Orvin Kimbrough | Blog

Gratitude Focus: Today, I’m Grateful For Time

Written by Orvin Kimbrough | June 02, 2026

Reflection/Why I’m Grateful:

Yesterday was a full day. A busy day. I spent a good part of it getting ahead on my podcasting, and over the last couple of days I was able to record the first quarter’s episodes. Typically, you try to do this kind of work in batches—but make no mistake, it takes a lot out of you. Energy. Focus. Presence.

And this here is important—catch it—time is the real asset underneath all of this.

As I push toward next year, one of my goals is to take my Sundays back. And to the extent that I can, to take my weekends back too. I want them to be true learning weekends, not just work weekends disguised as learning. Now, I’ll be honest—learning and work have always been intertwined for me. If I’m learning, I usually see it as a form of work. But here’s the distinction I’m trying to make: learning without a deadline. Learning without the pressure to produce a finished product.

That matters.

For the better part of the last decade, I’ve worked most weekends. Honestly, probably almost all of them. I could likely count on two hands how many weekends I haven’t worked over the last five years. That’s not a complaint—it’s just the truth of the season I’ve been in.

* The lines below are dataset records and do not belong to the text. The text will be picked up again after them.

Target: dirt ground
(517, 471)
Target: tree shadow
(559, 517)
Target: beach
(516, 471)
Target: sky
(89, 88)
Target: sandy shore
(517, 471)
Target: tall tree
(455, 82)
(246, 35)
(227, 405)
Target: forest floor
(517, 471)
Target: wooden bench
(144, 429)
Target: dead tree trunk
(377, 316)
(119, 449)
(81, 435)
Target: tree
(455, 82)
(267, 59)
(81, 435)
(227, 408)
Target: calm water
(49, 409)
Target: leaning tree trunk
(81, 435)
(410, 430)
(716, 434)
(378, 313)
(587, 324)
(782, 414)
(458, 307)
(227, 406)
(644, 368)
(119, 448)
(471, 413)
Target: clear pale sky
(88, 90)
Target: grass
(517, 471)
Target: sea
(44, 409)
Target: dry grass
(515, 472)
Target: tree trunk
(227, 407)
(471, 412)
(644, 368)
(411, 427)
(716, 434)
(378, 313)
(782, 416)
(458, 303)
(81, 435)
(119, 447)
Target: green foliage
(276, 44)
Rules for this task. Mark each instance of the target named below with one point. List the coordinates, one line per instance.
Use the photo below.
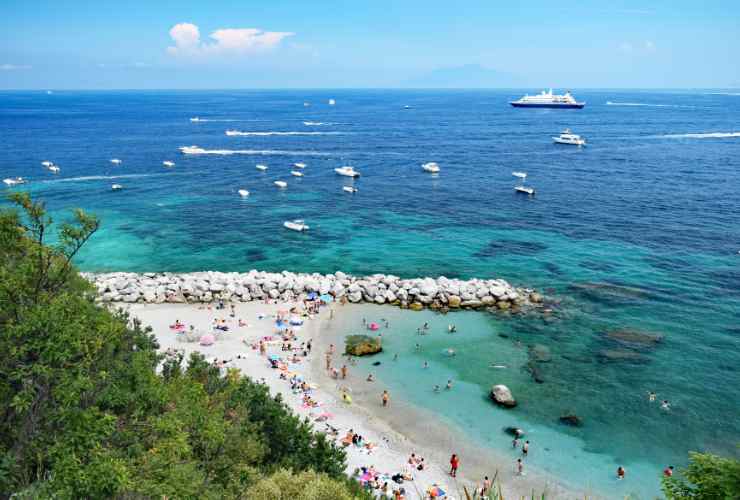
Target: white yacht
(430, 167)
(296, 225)
(347, 171)
(548, 100)
(567, 137)
(521, 188)
(14, 181)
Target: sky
(199, 44)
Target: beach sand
(398, 430)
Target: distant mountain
(466, 76)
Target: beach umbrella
(207, 339)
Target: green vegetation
(707, 477)
(84, 413)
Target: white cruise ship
(548, 100)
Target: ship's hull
(576, 105)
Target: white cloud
(13, 67)
(237, 41)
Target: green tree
(707, 477)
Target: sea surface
(638, 231)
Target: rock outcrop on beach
(362, 345)
(416, 294)
(502, 396)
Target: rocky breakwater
(441, 293)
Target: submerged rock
(362, 345)
(502, 396)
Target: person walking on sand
(454, 464)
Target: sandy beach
(396, 431)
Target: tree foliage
(85, 414)
(707, 477)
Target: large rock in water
(502, 396)
(361, 345)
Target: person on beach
(454, 464)
(621, 472)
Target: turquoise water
(639, 231)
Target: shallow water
(638, 230)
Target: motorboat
(521, 188)
(296, 225)
(567, 137)
(430, 167)
(347, 171)
(548, 100)
(14, 181)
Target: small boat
(430, 167)
(296, 225)
(14, 181)
(521, 188)
(347, 171)
(567, 137)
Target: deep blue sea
(639, 230)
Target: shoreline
(440, 293)
(395, 438)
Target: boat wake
(195, 150)
(264, 134)
(708, 135)
(610, 103)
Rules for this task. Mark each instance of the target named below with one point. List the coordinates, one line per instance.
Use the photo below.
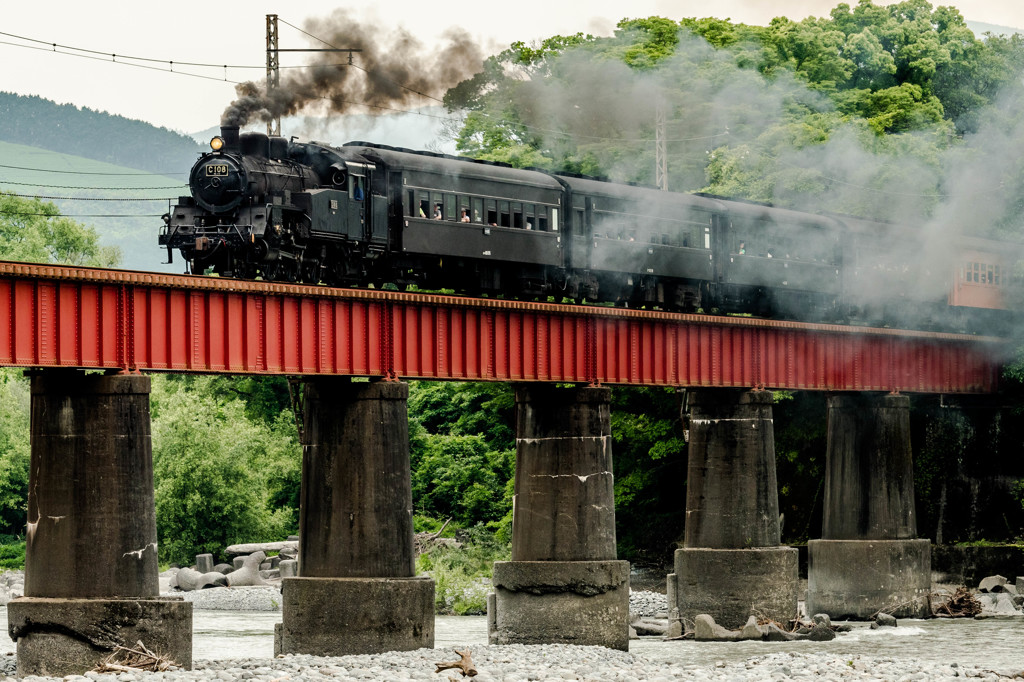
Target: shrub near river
(462, 572)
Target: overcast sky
(183, 31)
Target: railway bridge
(91, 475)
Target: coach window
(517, 215)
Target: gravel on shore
(518, 663)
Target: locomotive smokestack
(230, 136)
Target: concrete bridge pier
(356, 591)
(731, 564)
(90, 573)
(868, 559)
(563, 584)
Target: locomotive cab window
(356, 186)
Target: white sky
(235, 34)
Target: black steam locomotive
(364, 214)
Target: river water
(992, 643)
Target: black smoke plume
(393, 70)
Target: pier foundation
(90, 574)
(563, 584)
(732, 564)
(356, 591)
(868, 559)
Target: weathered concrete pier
(868, 558)
(731, 564)
(357, 591)
(91, 504)
(563, 584)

But catch this—what I’m grateful for today is structured time. Focused time. Time that allows me to get ahead, yes—but also time that lets me think intentionally about the entire ecosystem I’m building. Time to zoom out. Time to reflect. Time to align.

And this part really matters to me right now—I’m actively trying to find better ways to leverage existing content in new ways. Not just to do more, but to go deeper. Deeper for me. Deeper for the people I’m serving. Deeper into the ideas, the faith, the leadership, the growth.

This here is so important—catch it—progress isn’t always about adding more hours. Sometimes it’s about honoring the time you already have and stewarding it well.

So today, I’m grateful for time. For focused time. For margin. And for the growing clarity around how I want to use it going forward.

“Teach us to number our days, that we may gain a heart of wisdom.”